Slowdown Hits the Pond

Daily Mail (London), November 2, 2000 | Go to article overview

Slowdown Hits the Pond


Byline: ALEX BRUMMER

THE pound took a rare battering against the euro on the foreign exchanges after the latest batch of surveys suggested that Britain's economy, like that of the US, may be slowing more quickly than expected.

The CBI reports that retail sales were all but flat last month. Moreover, the manufacturing sector appears to be in the doldrums With the Bank of England's Monetary Policy Committee gathering next week and release of the next Inflation Report due on November 16, the betting on the markets is that interest rates may have peaked at 6pc.

This conveniently forgets the last inflation report which showed price rises exceeding the 2.5pc target two years out, unless there were a further tightening of policy.

Certainly, in terms of the strength of the economy, the MPC does not appear to have much to worry about.

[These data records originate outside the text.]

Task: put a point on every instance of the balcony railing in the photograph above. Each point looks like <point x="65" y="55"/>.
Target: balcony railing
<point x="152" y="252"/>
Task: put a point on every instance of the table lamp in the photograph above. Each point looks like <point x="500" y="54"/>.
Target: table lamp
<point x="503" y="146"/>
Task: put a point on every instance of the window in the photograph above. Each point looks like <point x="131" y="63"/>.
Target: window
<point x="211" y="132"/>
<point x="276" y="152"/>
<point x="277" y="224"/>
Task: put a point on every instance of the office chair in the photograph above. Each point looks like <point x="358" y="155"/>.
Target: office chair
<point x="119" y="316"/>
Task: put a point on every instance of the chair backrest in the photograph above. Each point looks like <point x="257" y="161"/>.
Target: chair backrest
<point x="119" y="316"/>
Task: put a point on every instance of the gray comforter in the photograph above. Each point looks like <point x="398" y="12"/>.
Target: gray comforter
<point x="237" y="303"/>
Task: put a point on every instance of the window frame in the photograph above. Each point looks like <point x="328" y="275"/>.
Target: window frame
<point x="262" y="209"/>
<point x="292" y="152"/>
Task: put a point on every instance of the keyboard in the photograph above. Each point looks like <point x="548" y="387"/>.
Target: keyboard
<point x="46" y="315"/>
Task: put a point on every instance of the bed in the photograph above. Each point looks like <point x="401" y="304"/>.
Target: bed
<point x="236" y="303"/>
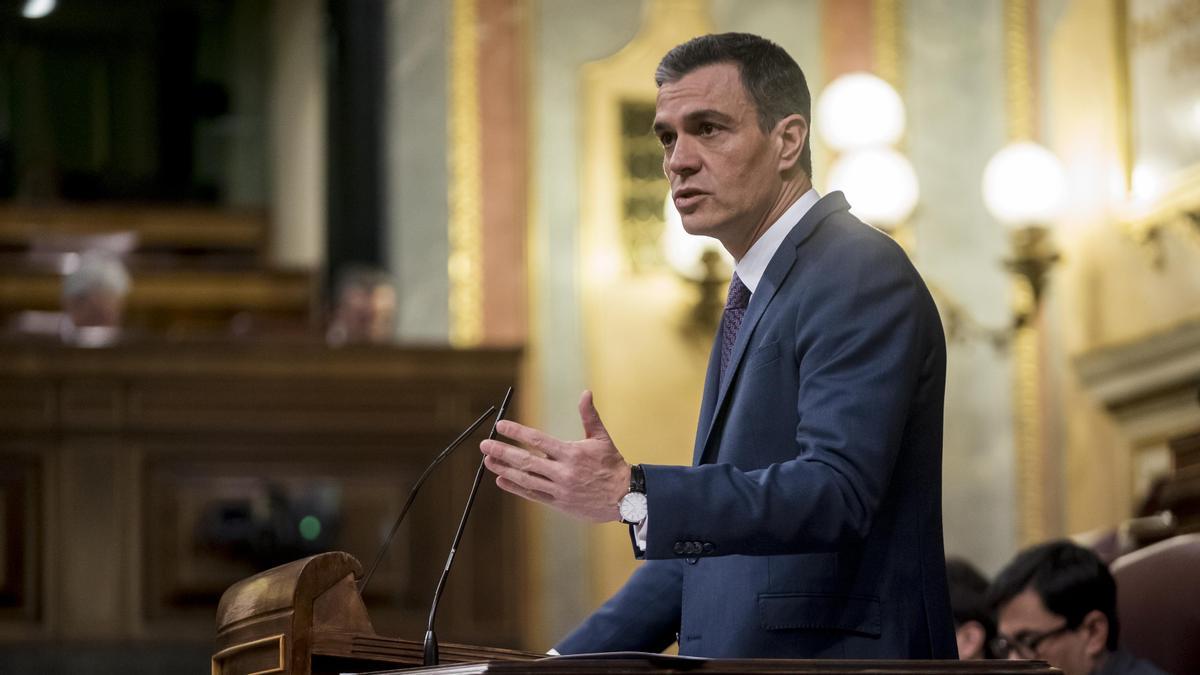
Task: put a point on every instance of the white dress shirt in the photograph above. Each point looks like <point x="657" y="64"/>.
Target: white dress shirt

The CBI survey of distributive trades shows that sales slowed for the third month in a row - not very good news for shares in the struggling retail sector.

The mid-market, dominated by Marks & Spencer, could be in for further punishment.

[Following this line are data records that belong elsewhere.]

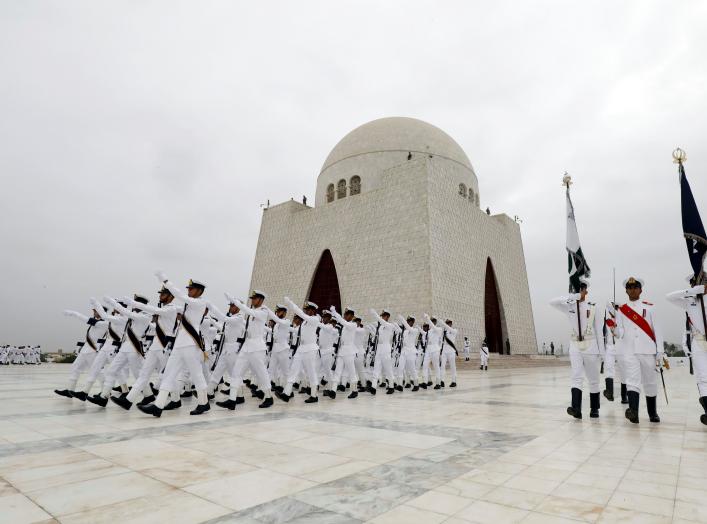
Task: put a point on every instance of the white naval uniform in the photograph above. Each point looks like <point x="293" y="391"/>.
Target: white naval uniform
<point x="408" y="353"/>
<point x="432" y="351"/>
<point x="279" y="367"/>
<point x="638" y="350"/>
<point x="449" y="352"/>
<point x="186" y="354"/>
<point x="96" y="330"/>
<point x="687" y="299"/>
<point x="305" y="359"/>
<point x="383" y="363"/>
<point x="252" y="353"/>
<point x="345" y="366"/>
<point x="585" y="354"/>
<point x="164" y="322"/>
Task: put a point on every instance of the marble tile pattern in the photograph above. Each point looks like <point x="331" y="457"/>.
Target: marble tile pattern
<point x="499" y="448"/>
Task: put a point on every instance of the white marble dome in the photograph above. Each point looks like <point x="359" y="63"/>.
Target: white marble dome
<point x="361" y="158"/>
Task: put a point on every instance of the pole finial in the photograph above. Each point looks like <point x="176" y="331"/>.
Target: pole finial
<point x="566" y="180"/>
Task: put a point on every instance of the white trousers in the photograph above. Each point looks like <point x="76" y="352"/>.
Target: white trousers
<point x="431" y="357"/>
<point x="699" y="365"/>
<point x="151" y="364"/>
<point x="304" y="362"/>
<point x="449" y="358"/>
<point x="584" y="364"/>
<point x="83" y="362"/>
<point x="123" y="361"/>
<point x="96" y="371"/>
<point x="383" y="364"/>
<point x="326" y="362"/>
<point x="408" y="361"/>
<point x="610" y="361"/>
<point x="345" y="370"/>
<point x="187" y="358"/>
<point x="641" y="371"/>
<point x="280" y="367"/>
<point x="255" y="362"/>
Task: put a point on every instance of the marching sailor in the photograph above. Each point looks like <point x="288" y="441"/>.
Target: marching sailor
<point x="96" y="331"/>
<point x="449" y="352"/>
<point x="641" y="348"/>
<point x="586" y="347"/>
<point x="305" y="356"/>
<point x="188" y="350"/>
<point x="344" y="364"/>
<point x="382" y="360"/>
<point x="691" y="300"/>
<point x="484" y="356"/>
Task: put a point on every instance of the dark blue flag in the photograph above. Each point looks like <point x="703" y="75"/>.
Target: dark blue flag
<point x="692" y="228"/>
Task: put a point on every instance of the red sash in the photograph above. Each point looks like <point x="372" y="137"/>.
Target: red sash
<point x="637" y="319"/>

It is not helped by the constant drumbeat of bad publicity, added to by last night's Money Programme.

The one retail sector which is booming is discounting. The CBI reports that 'competitive pressures remain strong and price cuts continue unabated'.

That is good for the newcomers to the sector, notably Matalan, which unsheathed a 72pc rise in half-year profits and lots more expansion.

It is not just retail which is struggling. The Purchasing Managers Index slipped below the 50pc benchmark in September. Such a reading normally means the economy is slowing - though confidence may have been shaken last month by the fuel blockades.

The reality is that external factors could change the whole direction of the economy.

The oil price, up from $11 a barrel in early 1999 to $31, is at a 15-year high in real terms.

Undoubtedly, this will have an impact on growth in heavy oil consuming countries.

The only question is how much: the latest National Institute economic review projects growth will be affected by 0.2pc in this calendar year and 0.4pc next among the industrial countries.

There is some evidence to suggest that higher oil prices contributed as much as interest rates to the rapid slowing in US growth in the third quarter.